Analyse / interprétation

Que reste-t-il ne nos amours urbaines ? La photographie corrobore le constat en partie négatif sur le devenir des réalisations architecturales et urbanistiques réalisées dans la deuxième moitié du XXe siècle. « Conçus entre 1978 et 1983 par l'architecte espagnol Ricardo Bofill comme une alternative aux grands ensembles de logements de l'après-guerre par leur conception nouvelle et leur architecture néoclassique, les bâtiments sont totalement inédits dans le paysage urbain de l'époque. » (Les Illusions perdues d'une utopie urbaine, Elvire Camus pour Le Monde.fr, 02/08/2014). Depuis, le cadre de vie s'est dégradé, les fractures sociales se sont creusées et l'utopie s'est transformée en dystopie. Ricardo Boffil reconnaît qu'il « n'a pas réussi à changer la ville » mais il s'est engagé en 2017 à participer à la réhabilitation de ces Espaces d'Abraxas qui restent emblématiques de l'urbanisme des villes nouvelles.

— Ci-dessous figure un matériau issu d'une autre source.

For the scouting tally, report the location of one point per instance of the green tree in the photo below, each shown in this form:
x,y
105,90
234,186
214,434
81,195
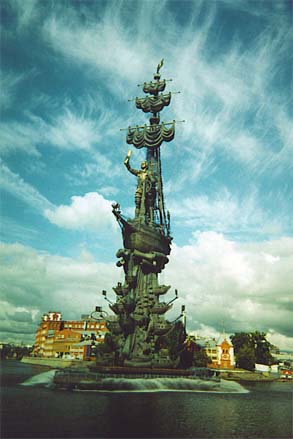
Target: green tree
x,y
262,348
251,348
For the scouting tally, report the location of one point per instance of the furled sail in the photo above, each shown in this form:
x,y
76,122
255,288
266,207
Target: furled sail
x,y
150,136
154,87
153,104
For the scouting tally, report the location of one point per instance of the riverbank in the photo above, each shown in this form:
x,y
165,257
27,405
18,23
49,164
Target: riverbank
x,y
55,363
239,375
245,376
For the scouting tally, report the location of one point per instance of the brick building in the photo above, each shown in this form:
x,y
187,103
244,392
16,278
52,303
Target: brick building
x,y
72,339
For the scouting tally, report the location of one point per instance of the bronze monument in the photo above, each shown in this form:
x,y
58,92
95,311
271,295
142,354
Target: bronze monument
x,y
139,329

La représentation traditionnelle de la banlieue telle que l'envisageaient les photographes humanistes au XXe siècle est devenue impossible : l'anecdote, l'humour et la convivialité traqués dans la recherche de l'instant décisif ont déserté la photographie contemporaine de la ville. Même s'il revendique cette dimension humaniste, le regard de Laurent Kronental est symptomatique de notre société « présentiste » selon le concept de François Hartog où le passé, patrimonialisé mais devenu inintelligible, est transformé en un réservoir d'émotions et le futur inquiétant. La foi en l'avenir a déserté les représentations de la ville comme les habitants de Noisy-le-Grand alors qu'en 1947 sous le regard de Robert Doisneau, Josette et ses amis dansaient devant les barres d'immeubles de Gentilly.